While we won’t go into each of them, you can easily Google the credential of any advisor you are considering. Pay attention to who issues them, what they relate to, and the stringency required to receive and maintain them.
The CERTIFIED FINANCIAL PLANNER™ or CFP® credential…
…is an industry standard of ethics and standards of competency. The CFP Board is a non-profit organization acting in the public interest by fostering professional standards in personal financial planning through its setting and enforcement of the education, examination, experience, ethics and other requirements for CFP® certification. Credentials such as these give you a measure of trust in the advisor you choose.
Another consideration when choosing a financial advisor is their area of expertise. Brokers and fee-based planners are experts in the products they sell.

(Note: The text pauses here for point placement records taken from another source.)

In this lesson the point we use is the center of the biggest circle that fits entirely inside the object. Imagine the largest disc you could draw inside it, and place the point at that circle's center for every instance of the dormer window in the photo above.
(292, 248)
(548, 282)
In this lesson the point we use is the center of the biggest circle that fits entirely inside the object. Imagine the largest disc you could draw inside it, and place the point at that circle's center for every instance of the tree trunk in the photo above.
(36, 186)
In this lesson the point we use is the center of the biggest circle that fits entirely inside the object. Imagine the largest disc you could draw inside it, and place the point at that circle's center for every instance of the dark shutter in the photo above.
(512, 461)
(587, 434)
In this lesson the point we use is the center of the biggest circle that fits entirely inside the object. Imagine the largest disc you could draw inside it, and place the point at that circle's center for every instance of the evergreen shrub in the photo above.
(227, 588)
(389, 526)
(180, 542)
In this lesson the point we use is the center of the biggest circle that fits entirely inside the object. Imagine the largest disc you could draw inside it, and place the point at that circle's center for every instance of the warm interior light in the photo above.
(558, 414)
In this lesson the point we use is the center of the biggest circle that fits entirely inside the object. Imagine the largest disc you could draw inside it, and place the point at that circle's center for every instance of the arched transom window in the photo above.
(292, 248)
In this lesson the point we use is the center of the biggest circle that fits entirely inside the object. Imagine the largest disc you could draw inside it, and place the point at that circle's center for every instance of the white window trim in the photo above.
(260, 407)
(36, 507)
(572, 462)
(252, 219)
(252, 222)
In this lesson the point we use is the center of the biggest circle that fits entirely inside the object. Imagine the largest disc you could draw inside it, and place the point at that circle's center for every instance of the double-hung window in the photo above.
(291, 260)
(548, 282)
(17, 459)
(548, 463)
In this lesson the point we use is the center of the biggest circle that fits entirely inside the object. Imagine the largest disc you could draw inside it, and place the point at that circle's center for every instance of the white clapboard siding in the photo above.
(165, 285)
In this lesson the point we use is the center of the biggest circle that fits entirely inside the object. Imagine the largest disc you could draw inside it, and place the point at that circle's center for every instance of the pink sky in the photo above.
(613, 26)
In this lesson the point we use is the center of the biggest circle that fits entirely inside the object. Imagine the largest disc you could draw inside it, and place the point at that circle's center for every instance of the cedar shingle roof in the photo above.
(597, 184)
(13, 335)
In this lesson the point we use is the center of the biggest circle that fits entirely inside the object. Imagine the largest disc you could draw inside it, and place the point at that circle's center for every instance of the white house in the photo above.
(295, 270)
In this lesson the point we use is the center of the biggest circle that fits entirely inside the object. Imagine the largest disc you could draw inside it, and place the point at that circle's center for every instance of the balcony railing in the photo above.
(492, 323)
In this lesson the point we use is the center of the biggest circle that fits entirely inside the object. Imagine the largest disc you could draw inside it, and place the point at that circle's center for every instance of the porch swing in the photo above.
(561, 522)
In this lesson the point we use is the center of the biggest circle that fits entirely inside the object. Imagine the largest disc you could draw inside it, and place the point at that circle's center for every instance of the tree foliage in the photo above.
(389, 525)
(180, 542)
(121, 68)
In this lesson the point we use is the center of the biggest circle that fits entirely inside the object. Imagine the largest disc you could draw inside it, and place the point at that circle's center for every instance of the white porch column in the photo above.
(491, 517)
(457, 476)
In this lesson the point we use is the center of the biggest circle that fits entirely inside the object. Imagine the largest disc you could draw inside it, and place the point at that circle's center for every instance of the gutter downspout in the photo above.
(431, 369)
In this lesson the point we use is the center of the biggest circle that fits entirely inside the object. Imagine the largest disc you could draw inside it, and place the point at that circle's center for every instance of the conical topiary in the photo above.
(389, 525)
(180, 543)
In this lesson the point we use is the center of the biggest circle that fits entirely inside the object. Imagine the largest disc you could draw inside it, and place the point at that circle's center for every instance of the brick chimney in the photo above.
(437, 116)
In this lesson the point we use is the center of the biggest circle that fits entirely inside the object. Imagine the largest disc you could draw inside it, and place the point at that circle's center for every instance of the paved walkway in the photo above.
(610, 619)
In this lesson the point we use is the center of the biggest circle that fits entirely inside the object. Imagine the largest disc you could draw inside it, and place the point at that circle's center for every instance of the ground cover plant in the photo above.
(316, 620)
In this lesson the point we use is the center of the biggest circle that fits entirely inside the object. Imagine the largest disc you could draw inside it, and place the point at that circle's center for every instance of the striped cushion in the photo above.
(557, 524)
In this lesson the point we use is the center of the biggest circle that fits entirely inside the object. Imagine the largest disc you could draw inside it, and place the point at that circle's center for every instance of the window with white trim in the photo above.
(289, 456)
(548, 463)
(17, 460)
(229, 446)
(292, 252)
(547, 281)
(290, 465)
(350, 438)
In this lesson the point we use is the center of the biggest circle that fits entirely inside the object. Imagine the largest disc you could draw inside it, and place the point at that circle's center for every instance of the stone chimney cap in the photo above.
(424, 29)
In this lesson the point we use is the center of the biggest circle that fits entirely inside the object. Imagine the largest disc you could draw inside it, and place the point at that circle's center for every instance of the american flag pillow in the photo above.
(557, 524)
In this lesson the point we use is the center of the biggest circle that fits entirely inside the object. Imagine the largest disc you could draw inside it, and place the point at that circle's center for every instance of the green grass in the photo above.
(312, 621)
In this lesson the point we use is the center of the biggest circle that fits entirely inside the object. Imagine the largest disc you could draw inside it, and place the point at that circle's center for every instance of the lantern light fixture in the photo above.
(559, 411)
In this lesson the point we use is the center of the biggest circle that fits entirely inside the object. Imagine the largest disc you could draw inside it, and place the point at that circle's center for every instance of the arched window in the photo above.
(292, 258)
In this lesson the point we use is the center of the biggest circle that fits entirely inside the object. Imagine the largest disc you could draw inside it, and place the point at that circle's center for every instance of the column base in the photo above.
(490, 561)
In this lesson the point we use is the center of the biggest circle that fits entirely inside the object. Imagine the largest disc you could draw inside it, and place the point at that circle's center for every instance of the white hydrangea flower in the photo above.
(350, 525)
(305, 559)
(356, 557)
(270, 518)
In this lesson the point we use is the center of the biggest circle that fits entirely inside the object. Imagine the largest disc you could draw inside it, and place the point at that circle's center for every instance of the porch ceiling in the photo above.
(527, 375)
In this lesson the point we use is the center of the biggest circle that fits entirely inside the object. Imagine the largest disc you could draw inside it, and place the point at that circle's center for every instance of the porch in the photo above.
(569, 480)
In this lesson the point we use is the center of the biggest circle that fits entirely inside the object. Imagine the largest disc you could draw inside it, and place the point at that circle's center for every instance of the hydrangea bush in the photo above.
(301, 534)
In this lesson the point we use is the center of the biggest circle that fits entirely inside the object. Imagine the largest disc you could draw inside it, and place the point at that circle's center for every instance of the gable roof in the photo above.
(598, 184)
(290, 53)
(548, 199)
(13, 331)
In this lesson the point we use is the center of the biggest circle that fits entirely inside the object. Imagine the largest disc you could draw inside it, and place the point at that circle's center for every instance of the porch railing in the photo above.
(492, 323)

But think about the benefits of an advisor who is an expert at customers such as yourself.
Niche advisors focus on specific groups. They know all about the concerns of their niche market. Their niche may be a certain type of employee group like doctors or policemen. They may focus on employees of a certain company like Coke or Disney. Or they may be experts on the concerns of families with college-bound children.
When you meet face-to-face or talk over the phone with a potential advisor, you may ask these additional questions:
- What’s your planning process?
- How many meetings will we have?
- What topics will be covered?
- What topics aren’t covered?
- Do you use technology? (e.g. client websites)
- How often will we meet for reviews after you develop my plan?
- Will you help me implement my plan?
We know…lots of information to pull together! But having all the facts will provide you with a real solid picture of what you can expect from that advisor.